Заехали на ферму в деревне Ключи. Скотный двор хоть и старенький, но прибранный, чистый. Упитанные коровы. Молокопровод, холодильник. Доярки ухаживают за животными, словно за своими. Потому и надои высокие.

Вера Борисовна Васильева, проработавшая на ферме одиннадцать лет, заметила:

– Деревне немножко надо помочь, и жизнь преобразится. Самое узкое место ныне – это животноводство. Хорошо, что вернулись к дотации на молоко – три рубля за литр, – но деньги ждем целый месяц. В магазине-то сразу расплачиваются. Получается, вроде в долг даем... Или вот такая проблема: в селе семьдесят малышей, и только треть ходят в детсад. Нет мест. Смешно: кругом тайга, ну выделите делянку и дайте лес на постройку! Нет, все медлят с этим...

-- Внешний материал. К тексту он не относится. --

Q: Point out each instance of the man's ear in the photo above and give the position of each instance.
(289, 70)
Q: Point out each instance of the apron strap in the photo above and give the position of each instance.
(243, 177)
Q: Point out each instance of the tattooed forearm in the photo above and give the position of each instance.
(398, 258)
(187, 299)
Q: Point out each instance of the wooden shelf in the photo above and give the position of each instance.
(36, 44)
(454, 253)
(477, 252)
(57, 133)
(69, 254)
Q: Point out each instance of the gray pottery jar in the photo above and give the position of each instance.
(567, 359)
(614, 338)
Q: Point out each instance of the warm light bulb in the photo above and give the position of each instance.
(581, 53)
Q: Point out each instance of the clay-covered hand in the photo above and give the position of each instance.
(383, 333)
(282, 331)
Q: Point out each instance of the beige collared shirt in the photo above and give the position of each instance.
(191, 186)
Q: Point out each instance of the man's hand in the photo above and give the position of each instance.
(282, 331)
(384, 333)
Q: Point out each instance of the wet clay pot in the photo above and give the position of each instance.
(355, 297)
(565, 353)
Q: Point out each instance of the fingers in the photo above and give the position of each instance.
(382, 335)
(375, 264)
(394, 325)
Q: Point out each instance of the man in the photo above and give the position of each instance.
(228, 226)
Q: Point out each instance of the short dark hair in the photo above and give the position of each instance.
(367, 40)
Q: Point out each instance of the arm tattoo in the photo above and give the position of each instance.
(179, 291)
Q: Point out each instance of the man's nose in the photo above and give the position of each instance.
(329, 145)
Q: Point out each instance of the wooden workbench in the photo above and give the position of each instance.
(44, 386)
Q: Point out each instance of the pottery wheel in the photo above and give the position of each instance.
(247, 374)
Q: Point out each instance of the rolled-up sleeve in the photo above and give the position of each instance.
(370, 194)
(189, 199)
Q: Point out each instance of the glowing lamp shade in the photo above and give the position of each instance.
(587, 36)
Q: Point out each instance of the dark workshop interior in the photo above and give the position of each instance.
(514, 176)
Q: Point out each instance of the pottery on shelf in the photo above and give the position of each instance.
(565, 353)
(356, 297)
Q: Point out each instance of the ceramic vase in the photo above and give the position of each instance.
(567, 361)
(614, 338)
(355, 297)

Через Невьянскую слободу в старину проходил зимник от Верхотурья до Тобольска. Ямщики гнали тройки через села Меркушино, Бубчиково, Измоденово, Шипицыно, Тычкино, Мугай, Анисимово, Плюхино... В Ключах переводили дух, подкреплялись на постоялом дворе и снова отправлялись в путь, минуя деревни: Ницинскую, Брешно, Бердюгино... Там вскоре Ирбит, где в январе проходила знаменитая ярмарка. Жизнь била ключом. Сибирь давала полновесные урожаи зерна, пол-Европы снабжала коровьим маслом. Об этом не стоило бы забывать.

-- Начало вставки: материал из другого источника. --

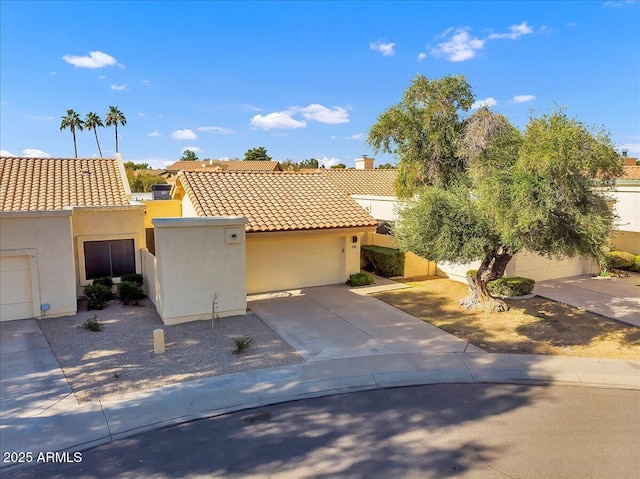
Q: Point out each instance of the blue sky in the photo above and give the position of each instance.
(303, 79)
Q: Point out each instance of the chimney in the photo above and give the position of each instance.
(364, 163)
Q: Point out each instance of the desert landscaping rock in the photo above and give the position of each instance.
(120, 358)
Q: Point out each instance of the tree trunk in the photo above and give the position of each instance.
(96, 133)
(492, 267)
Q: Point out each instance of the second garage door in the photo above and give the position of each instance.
(290, 263)
(16, 298)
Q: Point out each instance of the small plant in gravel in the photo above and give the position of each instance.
(92, 324)
(129, 292)
(97, 295)
(242, 343)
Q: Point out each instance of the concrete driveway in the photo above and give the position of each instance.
(333, 322)
(615, 298)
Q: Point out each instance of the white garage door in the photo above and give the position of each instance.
(16, 298)
(277, 264)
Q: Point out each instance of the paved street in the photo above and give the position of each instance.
(468, 431)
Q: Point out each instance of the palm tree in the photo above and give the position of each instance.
(72, 121)
(115, 116)
(92, 122)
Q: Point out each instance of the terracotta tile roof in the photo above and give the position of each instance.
(363, 182)
(36, 184)
(273, 201)
(630, 173)
(230, 165)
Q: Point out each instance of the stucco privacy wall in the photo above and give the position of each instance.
(107, 223)
(47, 239)
(195, 258)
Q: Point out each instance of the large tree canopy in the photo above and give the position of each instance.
(478, 189)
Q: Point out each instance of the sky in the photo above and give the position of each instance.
(302, 79)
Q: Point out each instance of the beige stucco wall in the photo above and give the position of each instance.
(161, 209)
(102, 223)
(195, 258)
(47, 237)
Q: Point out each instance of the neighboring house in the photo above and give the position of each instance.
(63, 222)
(626, 237)
(301, 231)
(218, 165)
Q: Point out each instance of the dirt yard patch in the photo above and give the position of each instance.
(532, 326)
(120, 358)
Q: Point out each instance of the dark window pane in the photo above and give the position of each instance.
(123, 258)
(96, 259)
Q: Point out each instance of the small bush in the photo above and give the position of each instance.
(132, 277)
(242, 343)
(361, 279)
(92, 324)
(97, 295)
(129, 292)
(619, 259)
(107, 281)
(387, 262)
(511, 286)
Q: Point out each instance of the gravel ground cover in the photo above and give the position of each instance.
(120, 358)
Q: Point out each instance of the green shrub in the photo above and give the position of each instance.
(361, 279)
(619, 259)
(92, 324)
(107, 281)
(97, 295)
(386, 262)
(511, 286)
(129, 292)
(133, 277)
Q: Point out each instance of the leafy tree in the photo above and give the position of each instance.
(257, 154)
(188, 155)
(477, 189)
(91, 122)
(72, 121)
(130, 165)
(113, 118)
(311, 163)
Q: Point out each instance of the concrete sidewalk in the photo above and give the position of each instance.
(615, 298)
(39, 413)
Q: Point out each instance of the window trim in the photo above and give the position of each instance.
(80, 240)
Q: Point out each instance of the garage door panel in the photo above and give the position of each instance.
(294, 263)
(16, 298)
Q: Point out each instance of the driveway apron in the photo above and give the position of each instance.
(333, 322)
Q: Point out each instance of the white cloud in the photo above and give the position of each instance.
(33, 153)
(357, 136)
(486, 102)
(215, 129)
(385, 48)
(277, 120)
(522, 98)
(195, 149)
(460, 47)
(95, 59)
(515, 32)
(329, 162)
(183, 135)
(320, 113)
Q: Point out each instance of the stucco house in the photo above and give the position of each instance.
(301, 231)
(63, 222)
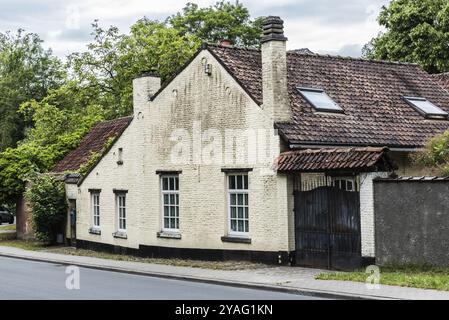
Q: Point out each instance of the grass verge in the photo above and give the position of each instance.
(423, 277)
(22, 244)
(216, 265)
(9, 227)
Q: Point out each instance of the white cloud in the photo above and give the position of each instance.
(321, 25)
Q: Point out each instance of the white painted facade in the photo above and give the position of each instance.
(202, 106)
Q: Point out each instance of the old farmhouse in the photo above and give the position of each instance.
(260, 154)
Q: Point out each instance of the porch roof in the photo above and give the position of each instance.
(335, 159)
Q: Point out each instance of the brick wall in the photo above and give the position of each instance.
(412, 222)
(367, 211)
(193, 99)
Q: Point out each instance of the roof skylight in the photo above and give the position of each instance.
(426, 108)
(319, 100)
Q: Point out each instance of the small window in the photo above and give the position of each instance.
(238, 204)
(319, 100)
(120, 156)
(96, 209)
(170, 202)
(426, 108)
(121, 211)
(345, 183)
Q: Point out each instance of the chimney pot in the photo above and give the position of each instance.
(273, 29)
(226, 42)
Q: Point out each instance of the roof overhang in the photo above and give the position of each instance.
(367, 159)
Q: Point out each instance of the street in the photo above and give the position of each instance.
(22, 279)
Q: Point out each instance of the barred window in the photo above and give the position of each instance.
(170, 202)
(121, 211)
(96, 208)
(238, 204)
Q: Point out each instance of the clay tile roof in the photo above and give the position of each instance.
(93, 142)
(355, 159)
(370, 93)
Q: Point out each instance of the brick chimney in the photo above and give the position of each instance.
(144, 87)
(274, 70)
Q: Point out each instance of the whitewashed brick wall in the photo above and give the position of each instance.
(367, 211)
(217, 102)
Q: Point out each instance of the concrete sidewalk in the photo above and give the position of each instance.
(288, 279)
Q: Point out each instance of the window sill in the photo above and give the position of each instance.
(120, 235)
(235, 239)
(95, 231)
(169, 235)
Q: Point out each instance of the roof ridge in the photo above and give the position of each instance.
(210, 44)
(116, 119)
(330, 56)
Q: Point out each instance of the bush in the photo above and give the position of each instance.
(47, 199)
(436, 154)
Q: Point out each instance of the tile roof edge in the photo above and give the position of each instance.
(330, 56)
(106, 151)
(228, 70)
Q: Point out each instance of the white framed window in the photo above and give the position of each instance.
(345, 183)
(96, 209)
(170, 202)
(238, 204)
(121, 211)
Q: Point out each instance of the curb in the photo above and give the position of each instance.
(258, 286)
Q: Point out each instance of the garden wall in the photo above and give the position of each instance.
(411, 221)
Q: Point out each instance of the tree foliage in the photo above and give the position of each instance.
(416, 31)
(436, 154)
(47, 199)
(224, 20)
(60, 104)
(27, 71)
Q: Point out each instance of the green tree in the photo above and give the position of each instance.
(416, 31)
(55, 133)
(224, 20)
(113, 59)
(436, 154)
(27, 71)
(47, 198)
(98, 84)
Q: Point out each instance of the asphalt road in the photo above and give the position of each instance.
(30, 280)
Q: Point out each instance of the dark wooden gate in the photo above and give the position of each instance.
(327, 223)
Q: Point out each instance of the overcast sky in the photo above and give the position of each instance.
(324, 26)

Побывав в хозяйстве у Ивана Александровича Пырина, понял простую истину: крестьянам не надо только мешать, они сами сообразят как возродить деревни. Уверен: даже в этот засушливый год в СХПК "Пламя" будут и зерном, и с молоком, и с мясом. На такие коллективы и следует делать ставку в развитии сельского хозяйства.

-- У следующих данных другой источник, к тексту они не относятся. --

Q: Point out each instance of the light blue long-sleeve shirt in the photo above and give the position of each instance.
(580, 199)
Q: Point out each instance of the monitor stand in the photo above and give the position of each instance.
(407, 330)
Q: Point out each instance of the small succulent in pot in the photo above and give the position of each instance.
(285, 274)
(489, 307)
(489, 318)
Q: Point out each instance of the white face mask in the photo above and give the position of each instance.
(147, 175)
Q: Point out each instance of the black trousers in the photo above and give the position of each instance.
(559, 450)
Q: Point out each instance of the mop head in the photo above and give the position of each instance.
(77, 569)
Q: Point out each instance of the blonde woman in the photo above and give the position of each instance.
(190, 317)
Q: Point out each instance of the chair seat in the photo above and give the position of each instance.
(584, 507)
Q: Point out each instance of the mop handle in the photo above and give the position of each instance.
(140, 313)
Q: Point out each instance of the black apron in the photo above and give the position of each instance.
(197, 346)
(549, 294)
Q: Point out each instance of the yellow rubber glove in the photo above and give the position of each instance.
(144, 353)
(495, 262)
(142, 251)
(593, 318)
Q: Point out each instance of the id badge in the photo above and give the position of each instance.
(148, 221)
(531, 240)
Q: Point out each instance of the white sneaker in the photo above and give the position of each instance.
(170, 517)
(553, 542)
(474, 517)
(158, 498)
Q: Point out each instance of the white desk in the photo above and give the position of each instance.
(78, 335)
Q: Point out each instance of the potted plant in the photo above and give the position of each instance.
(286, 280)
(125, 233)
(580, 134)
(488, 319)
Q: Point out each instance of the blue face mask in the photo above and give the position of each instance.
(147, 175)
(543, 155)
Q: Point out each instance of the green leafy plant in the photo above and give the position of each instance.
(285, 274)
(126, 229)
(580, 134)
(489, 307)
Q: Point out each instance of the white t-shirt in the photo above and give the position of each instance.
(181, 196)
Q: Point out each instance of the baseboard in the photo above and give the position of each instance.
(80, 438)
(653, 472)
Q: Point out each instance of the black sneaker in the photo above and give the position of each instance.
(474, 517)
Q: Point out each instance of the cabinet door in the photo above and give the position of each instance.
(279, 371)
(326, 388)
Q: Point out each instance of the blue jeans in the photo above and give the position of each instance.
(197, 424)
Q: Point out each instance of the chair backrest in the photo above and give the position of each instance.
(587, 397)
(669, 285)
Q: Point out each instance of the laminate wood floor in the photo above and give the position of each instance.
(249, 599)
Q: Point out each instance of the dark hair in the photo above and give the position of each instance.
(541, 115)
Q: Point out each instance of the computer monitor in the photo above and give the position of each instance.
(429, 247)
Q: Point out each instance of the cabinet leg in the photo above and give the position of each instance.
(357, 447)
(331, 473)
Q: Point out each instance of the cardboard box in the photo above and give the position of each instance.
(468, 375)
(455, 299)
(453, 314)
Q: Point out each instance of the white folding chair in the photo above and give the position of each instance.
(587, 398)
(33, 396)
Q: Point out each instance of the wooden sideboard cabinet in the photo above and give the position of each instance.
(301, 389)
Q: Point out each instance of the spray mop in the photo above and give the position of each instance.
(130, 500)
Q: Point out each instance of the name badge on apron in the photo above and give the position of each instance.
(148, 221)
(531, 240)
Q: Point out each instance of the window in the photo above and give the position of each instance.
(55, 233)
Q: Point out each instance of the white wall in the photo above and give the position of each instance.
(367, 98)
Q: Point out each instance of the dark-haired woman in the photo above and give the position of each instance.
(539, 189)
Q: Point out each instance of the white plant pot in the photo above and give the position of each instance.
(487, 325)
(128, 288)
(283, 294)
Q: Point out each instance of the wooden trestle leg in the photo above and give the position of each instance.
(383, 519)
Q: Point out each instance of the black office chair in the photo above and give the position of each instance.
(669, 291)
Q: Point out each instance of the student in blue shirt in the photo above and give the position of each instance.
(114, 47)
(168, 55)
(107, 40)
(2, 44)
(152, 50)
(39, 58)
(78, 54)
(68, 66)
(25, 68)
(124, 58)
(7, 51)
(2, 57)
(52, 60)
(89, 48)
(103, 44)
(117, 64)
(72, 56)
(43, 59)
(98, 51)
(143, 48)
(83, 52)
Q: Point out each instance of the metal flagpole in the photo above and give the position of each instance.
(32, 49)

...А в Екатеринбурге, как и по всей России, кипят страсти с переделом земель. Сие считается очень выгодным вложением средств. Прикупают пашню сотнями тысяч гектаров. Спроса за использование ее по прямому назначению нет. Вот и пользуются этим разного рода проходимцы. Когда остановимся?

Возник конфликт даже из-за печально знаменитой Ганиной ямы, где были захоронены тела царя Николая II, его жены и детей, расстрелянных 17 июля 1918 года в Екатеринбурге. Здесь хотят сделать кладбище. Под него будто бы отвели аж пятьдесят гектаров. Понятно, что могилы будут продаваться. И не по маленькой цене. Кто-то хорошо продумал проект. Пока идет судебная тяжба, неизвестно еще чем дело закончится.

С такой бы вот энергией занялись бы по-настоящему реформой агропромышленного комплекса. Увы, все недосуг...

 

Не угасай, Тимониха

(раздумья публициста)

 
        ...С великой печалью воспринял из Вологды весть о том, что в родной деревне писателя Василия Ивановича Белова ­– Тимонихе, что в Харовском районе, не осталось ни одного жителя. Помнится, работая в сельском отделе газеты "Правда", часто звонил туда и подолгу беседовал с Беловым о крестьянских бедах. В отсутствие писателя к телефону подходила его покойная матушка Анфиса Ивановна – мудрая, рассудительная,  душевная женщина. До сих пор в памяти ее проникновенный голос. Жаль, не довелось увидеться. Сам Василий Иванович в последние годы сильно хворает и редко  выбирается в деревню. Разве друзья свозят по лету на денек-другой в родной дом, чтобы дохнул вольного воздуха, попарился в баньке. Мне кажется, это поддерживает его больше, чем лекарства. Представляю, сколь тяжко Белову думать о исчезающей крестьянской России...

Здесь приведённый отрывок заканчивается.